Barış süreçleri, hep yaptığı gibi, İsrail’e bölgede
muazzam narkoz kozu veriyor. Bu bir tuzak; çünkü Trump’ı, Suudi Arabistan’ın
İran fobisini yatıştırmaya çalışma suçuyla bağlantılı hale getiriyor – ki günün
sonunda bu fobinin tıpkı İsrail’in “güvenlik ihtiyaçları” kadar tatmin edilemez
olduğu görülecek.
Bu tür taahhütler, Trump’ın IŞİD’i yenilgiye uğratma
ve Rusya’yla yumuşama imkânlarını da baltalayacak. Rusya, Şiileri ve Türkleri
Suriye konusunda müzakere masasına getirtmeye çalışıyor. Trump’ın rolü, daha
geniş bir bölgesel uzlaşma için Sünni tarafı da masaya çekmeye yardımcı
olmaktı. Ama Suudi Arabistan, Trump’ın ziyaretini İran’ı zayıflatmak için
kullandığından artık bu ihtimal çok daha düşük.
Trump’ın Sünni davasına bağlanmasıyla birlikte
Sünni-Şii çatlağının daha da derinleşmesi çok daha muhtemel. Tamamen
realpolitik bir perspektiften bakıldığında, acaba Trump gerçekten Suudi
Arabistan ve müttefiklerinin Rusya, İran, Suriye, Irak ve Hizbullah ittifakını
zayıflatmayı başaracağına inanıyor mudur?
Peki ya İsrail? Şu an bildiğimiz gibi, tehlikenin
işaretleri [bugünlerde 50. yıldönümünü idrak ettiğimiz 1967’deki] Altı
Gün Savaşı sonrası İsrail bakanlar kurulu toplantılarında ayan beyan ortadaydı.
Amerikalılar, İsrail’in, eğer ki savaş sonunda “kazanan her şeyi alır”

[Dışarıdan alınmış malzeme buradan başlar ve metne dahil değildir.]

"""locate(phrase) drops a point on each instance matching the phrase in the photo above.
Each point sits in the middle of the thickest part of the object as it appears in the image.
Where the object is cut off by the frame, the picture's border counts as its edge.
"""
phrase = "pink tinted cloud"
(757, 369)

politikasında ısrar ederse güçsüzleştirilen, haklarından mahrum bırakılan ve
mülksüzleştirilen (ve sayıları artan) Filistin halkını bu şekilde tutmasını
savunmanın ABD için giderek zorlaşacağı konusunda İsrail bakanlar kurulunu
uyarmıştı.
Bu hala daha bir şekilde kendi yöntemleriyle bitmesi
gereken bir şey. Ancak Beyaz Saray danışmanı Steve Bannon’ın filmi Generation
Zero’da dikkat çektiği üzere “Antik Yunan tragedyasının özü, birilerinin
öldüğü bir trafik kazası gibi değildir. Yunan algısına göre trajedi, olması
gerektiği için vuku bulur… Çünkü buna karışan insanlar vuku bulmasını sağlar.
Ve bunun olmasını sağlamaktan başka bir seçenekleri yoktur.”